Zincograph is a black comedy with elements of political psycho-thriller that draws on the very nature of secret policing under communism—the presumed authenticity of the agents and recruitment based on automatic trust and unspoken fear. The plot is driven by the workings of the conspiratorial mind of an overzealous conformist-turned-psychopathic schemer and wicket social engineer. The purpose of this story is to debunk the commonly shared assumption that totalitarianism is a society of victims and victimizers. I submit that many people enjoyed spying on their neighbors, took pleasure in it and pursued it proactively. Declassified archives show that on many occasions we dealt with true zeal on the part of the informants, who didn’t simply follow instructions, but demonstrated maleficent eagerness to “develop” harmful information regarding the lives of others.
How does Zincograph’s dark humor compare to the dark humor of Zift?

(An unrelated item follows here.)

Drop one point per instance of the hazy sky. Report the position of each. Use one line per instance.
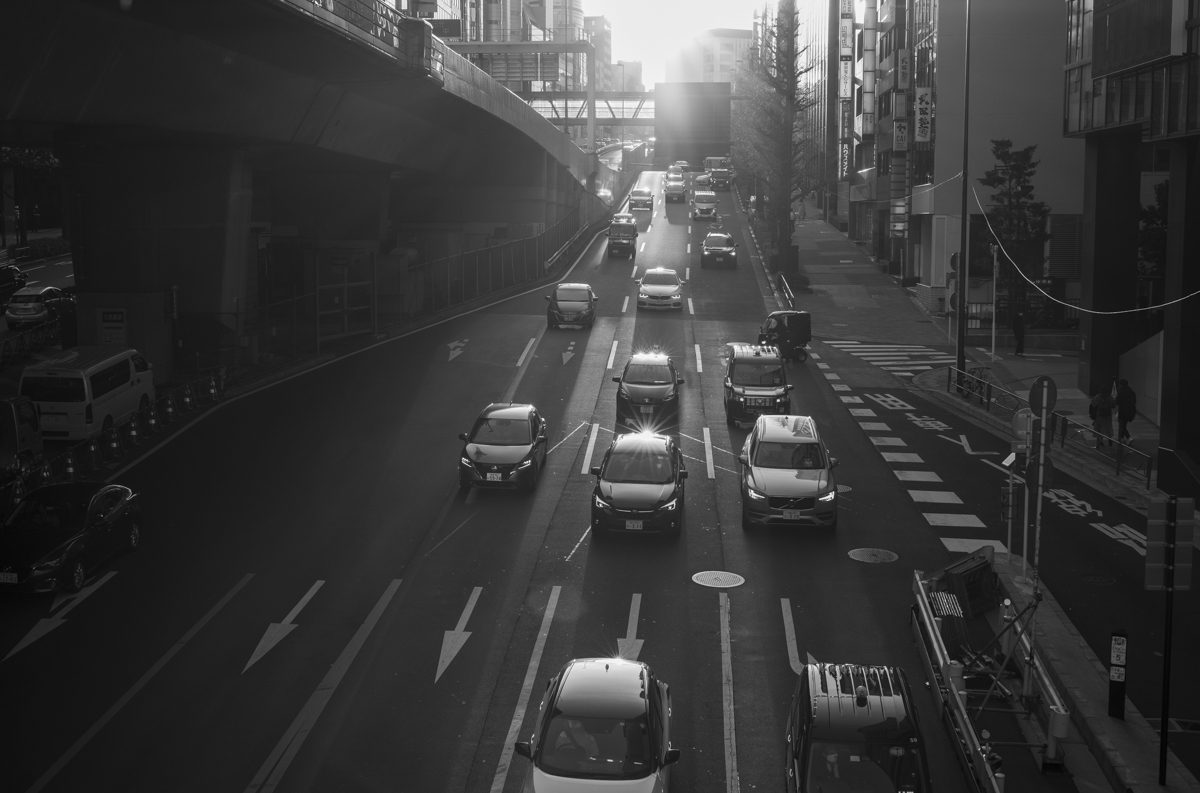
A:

The “black laughter” in the two novels is of a different nature. The action takes place on historical thresholds—before and after the imposition of communism (Zift) and before and after its collapse (Zincograph). These events could be viewed as collective somersaults or tragicomic stunts in the political circus of their own times—jumping in and out of communism. The aim was to frame the two jumps differently in terms of genre, plot and antiheroes, but to keep their tragicomic representation. Zift is a confessional narrative delivered by a man who recounts his misfortunate life and badly failed intentions while facing his ultimate demise. Moth defies death by means of unrelenting existentialist irony—the battering ram of wit. His sharp aphoristic attitude towards the communist world demystifies it.
This should have a redeeming effect on both him and the reader. Contrastingly, Zincograph tells the story of a con artist who social-engineers a fake political institution that replicates and thus mocks the omnipotent system of secret police. The mimicking of the untouchable system, its shadowy doubling is subversively farcical, is diabolically comical by nature. A bold political con is launched by a seemingly ridiculous man. His creation becomes the Trojan horse, which eventually disorganizes the system by making it function like one stupendous lampoonery. In both novels, the machinery of laughter vandalizes two formidable representations of the Absurd—the fact of Death and the fact of the System.